Prime Minister Narendra Modi’s 'Startup India, Stand Up India' initiative has been largely welcomed as it is seen as a way to rouse the enthusiasm and entrepreneurial spirit in youth. Entrepreneurs across the nation are keeping their fingers crossed over the platter of announcements the initiative will bring on January 16. Clarity on taxation policies, increase in Foreign Direct Investment (FDI) limit in key sectors, single-window clearance, removal of tax on ESOPs, GST roll-out and more are some of the crucial issues that the startup community expects the government to introduce.
Albinder Dhinsa, Co-founder, Grofers, says, “The biggest barriers to the startup ecosystem are the lack of support for early-stage companies and uncertainty in regulation around some sectors. We would like to see some concrete action around government incentives for disruption in basic infrastructure and better electricity and Internet access to the millions of Indians moving up the economic ladder.”
Lack of pace in infrastructure development has fuelled the growing frustration of hyperlocal startups, as it hurts logistics and last-mile delivery.
Navneet Singh, Co-founder, PepperTap states that more than the regulations it is red tape that makes compliance difficult, despite best intentions. This has pushed many startups to move abroad to enjoy a friendlier business climate. Citing the stark difference between India and other countries, Navneet adds that to start a business in India it takes a minimum of 29 days, as opposed to a mere half-day in New Zealand.
Investors are of the view that encouraging investments into young VC funds, tax benefits for investors and tax holidays (like what is provided for IT services) for startups for the first few years of operations would go a long way.
“We want the government to encourage domestic and angel investments in startups by aligning capital gains tax slabs effective on publicly traded shares to angel and venture capital funds. In the current capital gains tax, the investor takes a higher risk, as he invests in a startup/early-stage company, and then pays a higher tax. A simple alignment with capital gains tax effective on publicly traded shares would increase angel/VC investment in startups,” says Padmaja Ruparel, President, Indian Angel Network.
Of the government’s announcement of a Rs 10,000-crore fund for startups, Rs 2,000 crore has been channelised through the India Aspiration Fund. Some investors suggest that that government should co-invest in angel seed up to 100 per cent of the invested amount and give a three-year relaxation on compliance for MCA, TDS, service tax and other returns for companies till revenues cross Rs 100 lakh.
“We want a scheme like the one in Singapore for early-stage venture funds, to encourage VC funds in specific sectors, a special financial framework to assist startups with working capital, FDI in Indian startups and potential exits, specially to companies overseas,” says Sateesh Andra, Managing Director, Endiya Partners.
Empowering incubation activities
The incubation of startups comprises mentorship, access to funding and other reliable resources like marketing professionals, HR professionals, and more. Therefore, to support the development of incubation, incubators urge the government to strengthen incubation activities, rationalise the taxation regime for incubators, allow incubation centres to exempt startups registered with them from complex regulations, and establish new incubators over the next three years.
Ravi Narayan, Director, Microsoft Ventures says, “We look forward to an enhanced taxation regime for incubators, which is levied on the purchase and import of goods needed for the incubators. Funds contributed to incubators should be treated at par with investments in R&D activities for businesses. We believe that the entities that contribute funds to incubators should also be eligible for the 200-percent tax benefit that is currently applicable to R&D investments.”
A ray of hope
While listing their expectations, a majority of startups emphasise on the easing of availing capital from banks and other financial institutions, investment in schools and colleges, with a focus on skill development, and increased spending on infrastructure, including roads and round-the-clock electricity, labour reforms, introduction of e-filing facility, and reforms in the banking sector.

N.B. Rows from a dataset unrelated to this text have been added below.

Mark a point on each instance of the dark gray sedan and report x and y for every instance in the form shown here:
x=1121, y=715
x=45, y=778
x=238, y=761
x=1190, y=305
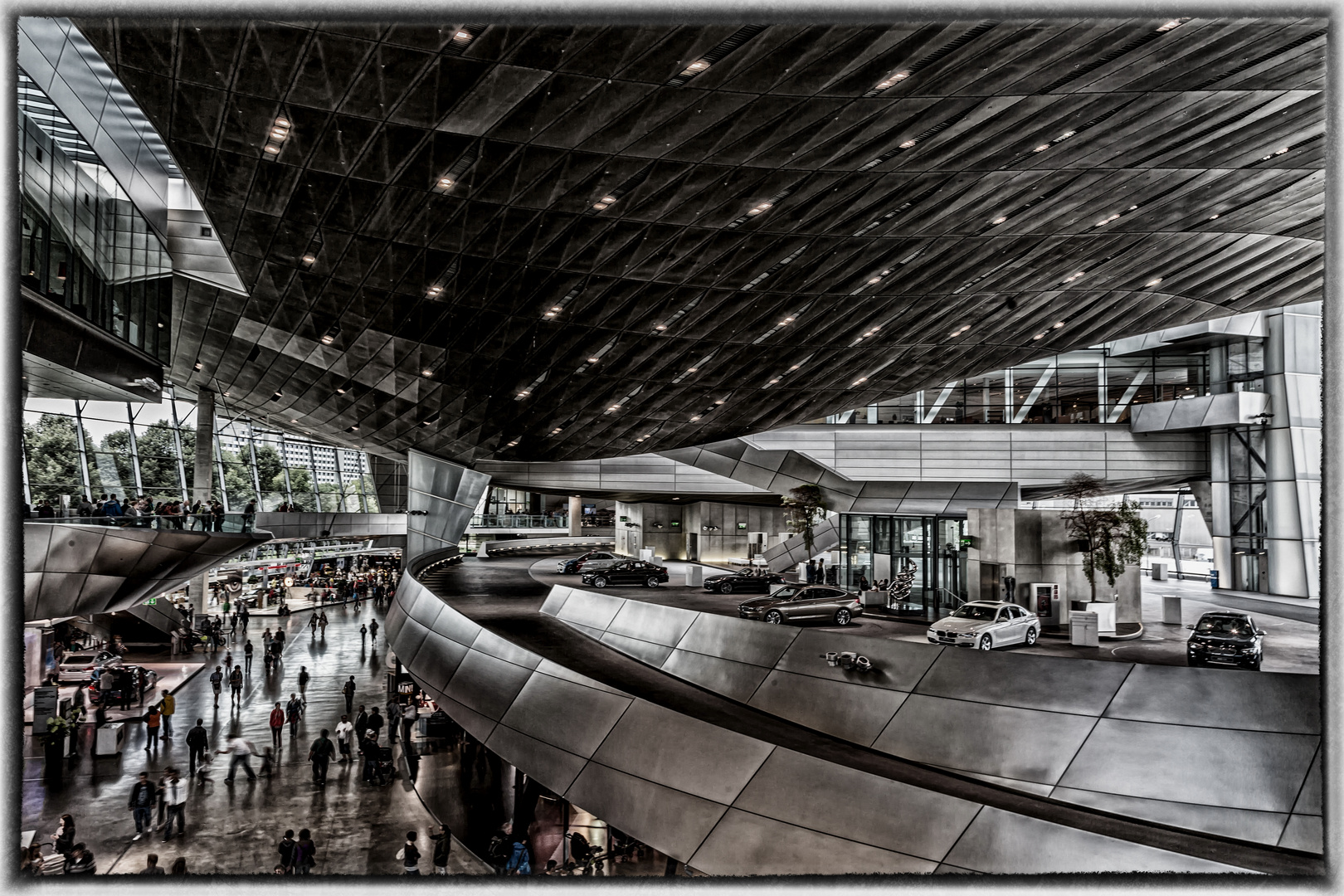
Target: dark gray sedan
x=804, y=602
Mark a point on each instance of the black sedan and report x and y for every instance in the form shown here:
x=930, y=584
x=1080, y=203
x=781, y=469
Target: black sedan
x=628, y=572
x=1225, y=637
x=743, y=581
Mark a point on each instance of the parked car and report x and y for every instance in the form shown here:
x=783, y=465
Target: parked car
x=1225, y=637
x=743, y=581
x=986, y=625
x=799, y=602
x=626, y=572
x=590, y=561
x=80, y=666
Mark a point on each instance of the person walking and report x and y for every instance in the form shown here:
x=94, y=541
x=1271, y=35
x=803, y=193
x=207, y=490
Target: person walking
x=305, y=853
x=277, y=724
x=175, y=800
x=152, y=720
x=410, y=855
x=197, y=742
x=320, y=754
x=295, y=711
x=166, y=709
x=343, y=733
x=141, y=805
x=240, y=750
x=236, y=685
x=442, y=846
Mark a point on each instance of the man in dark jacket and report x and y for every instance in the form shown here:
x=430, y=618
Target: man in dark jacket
x=141, y=802
x=197, y=742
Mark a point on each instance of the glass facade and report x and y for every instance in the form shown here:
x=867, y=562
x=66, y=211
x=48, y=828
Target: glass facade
x=95, y=448
x=878, y=547
x=82, y=243
x=1077, y=387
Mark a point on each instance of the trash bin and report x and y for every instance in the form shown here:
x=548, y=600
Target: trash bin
x=110, y=738
x=1082, y=629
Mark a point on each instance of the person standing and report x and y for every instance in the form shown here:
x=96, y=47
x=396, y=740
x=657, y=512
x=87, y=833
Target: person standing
x=320, y=754
x=410, y=855
x=295, y=709
x=141, y=805
x=277, y=724
x=442, y=846
x=197, y=740
x=343, y=733
x=167, y=707
x=175, y=800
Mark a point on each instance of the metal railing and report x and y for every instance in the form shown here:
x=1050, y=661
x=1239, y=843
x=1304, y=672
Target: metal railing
x=183, y=523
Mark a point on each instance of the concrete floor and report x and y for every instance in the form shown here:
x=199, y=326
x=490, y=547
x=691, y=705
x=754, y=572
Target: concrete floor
x=1292, y=642
x=234, y=829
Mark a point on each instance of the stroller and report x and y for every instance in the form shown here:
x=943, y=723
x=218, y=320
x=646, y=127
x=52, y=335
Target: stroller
x=385, y=768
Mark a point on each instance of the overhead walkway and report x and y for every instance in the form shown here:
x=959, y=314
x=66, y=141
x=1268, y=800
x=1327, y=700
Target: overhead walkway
x=735, y=789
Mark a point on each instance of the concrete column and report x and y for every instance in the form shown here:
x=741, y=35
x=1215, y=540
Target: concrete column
x=201, y=480
x=576, y=514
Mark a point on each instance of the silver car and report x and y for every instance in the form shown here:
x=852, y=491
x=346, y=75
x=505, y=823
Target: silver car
x=799, y=602
x=986, y=625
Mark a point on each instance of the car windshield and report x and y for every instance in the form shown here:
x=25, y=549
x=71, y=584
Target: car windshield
x=1224, y=625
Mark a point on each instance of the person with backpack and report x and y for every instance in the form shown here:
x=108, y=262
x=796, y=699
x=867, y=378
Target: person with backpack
x=141, y=805
x=320, y=754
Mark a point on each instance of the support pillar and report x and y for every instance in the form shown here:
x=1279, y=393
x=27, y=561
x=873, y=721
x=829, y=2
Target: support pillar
x=576, y=514
x=201, y=481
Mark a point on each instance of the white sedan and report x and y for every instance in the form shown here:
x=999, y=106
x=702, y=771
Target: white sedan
x=986, y=625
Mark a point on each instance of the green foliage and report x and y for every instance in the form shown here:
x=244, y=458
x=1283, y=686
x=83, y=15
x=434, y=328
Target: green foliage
x=1110, y=538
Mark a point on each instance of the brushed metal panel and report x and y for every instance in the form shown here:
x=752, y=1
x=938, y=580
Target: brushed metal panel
x=1001, y=843
x=655, y=655
x=739, y=640
x=855, y=805
x=1305, y=833
x=554, y=767
x=1241, y=824
x=838, y=709
x=668, y=820
x=565, y=713
x=496, y=646
x=996, y=740
x=1216, y=699
x=1023, y=680
x=487, y=684
x=1194, y=765
x=589, y=609
x=652, y=622
x=682, y=752
x=746, y=844
x=734, y=680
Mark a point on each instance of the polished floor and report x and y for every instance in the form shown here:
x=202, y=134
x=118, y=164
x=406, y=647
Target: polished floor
x=233, y=829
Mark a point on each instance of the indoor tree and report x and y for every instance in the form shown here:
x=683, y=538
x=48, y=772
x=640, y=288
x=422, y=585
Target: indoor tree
x=1109, y=536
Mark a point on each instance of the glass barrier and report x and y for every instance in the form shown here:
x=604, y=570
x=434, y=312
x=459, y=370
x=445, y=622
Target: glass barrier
x=184, y=523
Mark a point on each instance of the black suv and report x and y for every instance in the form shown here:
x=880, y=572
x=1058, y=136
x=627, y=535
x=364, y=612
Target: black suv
x=1225, y=637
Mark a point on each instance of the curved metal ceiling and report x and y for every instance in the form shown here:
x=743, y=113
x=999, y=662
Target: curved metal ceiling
x=743, y=226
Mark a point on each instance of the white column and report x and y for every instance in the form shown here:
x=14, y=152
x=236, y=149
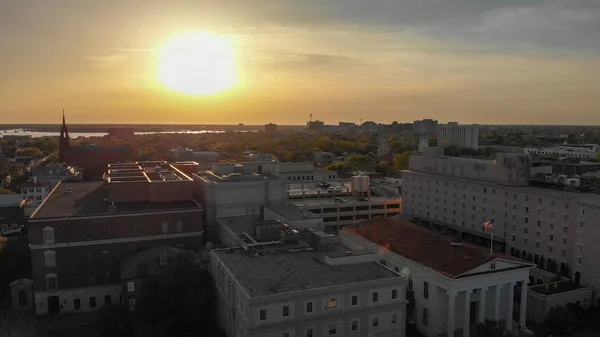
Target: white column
x=451, y=307
x=467, y=313
x=509, y=306
x=481, y=314
x=523, y=307
x=497, y=304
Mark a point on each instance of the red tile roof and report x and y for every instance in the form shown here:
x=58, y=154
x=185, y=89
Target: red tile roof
x=425, y=247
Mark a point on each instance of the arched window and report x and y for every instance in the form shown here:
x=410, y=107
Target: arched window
x=50, y=258
x=51, y=282
x=48, y=233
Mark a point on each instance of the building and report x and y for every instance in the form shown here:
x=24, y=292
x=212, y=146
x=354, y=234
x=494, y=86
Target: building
x=92, y=159
x=584, y=151
x=123, y=133
x=35, y=192
x=557, y=230
x=226, y=193
x=84, y=229
x=53, y=173
x=426, y=130
x=453, y=285
x=463, y=136
x=271, y=129
x=307, y=286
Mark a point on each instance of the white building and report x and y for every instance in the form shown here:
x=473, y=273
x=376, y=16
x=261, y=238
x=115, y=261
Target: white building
x=295, y=290
x=426, y=130
x=586, y=151
x=455, y=285
x=463, y=136
x=557, y=230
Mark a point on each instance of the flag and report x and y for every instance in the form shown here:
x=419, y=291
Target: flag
x=488, y=224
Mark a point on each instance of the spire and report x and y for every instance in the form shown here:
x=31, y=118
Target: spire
x=64, y=132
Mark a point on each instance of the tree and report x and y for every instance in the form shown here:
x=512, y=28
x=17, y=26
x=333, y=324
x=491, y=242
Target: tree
x=559, y=321
x=401, y=160
x=179, y=303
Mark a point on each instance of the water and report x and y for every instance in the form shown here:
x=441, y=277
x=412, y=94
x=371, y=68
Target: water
x=36, y=134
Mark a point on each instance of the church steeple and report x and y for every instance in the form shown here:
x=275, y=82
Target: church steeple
x=64, y=141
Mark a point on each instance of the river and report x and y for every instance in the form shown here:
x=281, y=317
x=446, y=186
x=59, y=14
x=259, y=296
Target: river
x=37, y=134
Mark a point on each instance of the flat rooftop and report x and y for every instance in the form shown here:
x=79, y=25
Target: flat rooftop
x=210, y=176
x=283, y=272
x=348, y=199
x=425, y=247
x=86, y=198
x=292, y=212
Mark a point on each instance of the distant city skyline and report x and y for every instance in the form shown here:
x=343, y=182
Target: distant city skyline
x=483, y=62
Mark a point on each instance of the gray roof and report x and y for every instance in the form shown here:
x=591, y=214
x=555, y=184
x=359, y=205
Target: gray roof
x=282, y=272
x=87, y=198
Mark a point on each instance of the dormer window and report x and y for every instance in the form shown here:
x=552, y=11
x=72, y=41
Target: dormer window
x=48, y=234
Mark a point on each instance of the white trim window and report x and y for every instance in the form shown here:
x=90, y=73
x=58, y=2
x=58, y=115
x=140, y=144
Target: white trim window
x=51, y=281
x=49, y=259
x=48, y=233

“The gap between educational institutes and business requirements needs to be reduced. Universities should be provided with the best of infrastructure in terms of experimenting with technology, disruptive ideas and encouragement of startups/entrepreneurship as a viable career option,” says Praveen Sinha, Co-founder, Jabong.
Strong amendments in the area of policy implementation will be more pertinent for India at this stage. Moreover, the creation of an open and safe environment for development of the infrastructure can also strengthen the pillars of startups.
Mukesh Singh, Founder, ZopNow, states that the need of the hour is to come good with the promises that have been made on boosting 'enablers' such as logistics, infrastructure and rural connectivity. The time is ripe for India to pick up on its momentum. With other countries in BRICS (Brazil, Russia, India, China and South Africa) struggling with their growth stories, now is the time for India to stand out and become an economic powerhouse in its own right.
(Disclaimer: YourStory is the official partner for Startup India programme by DIPP, Government of India.)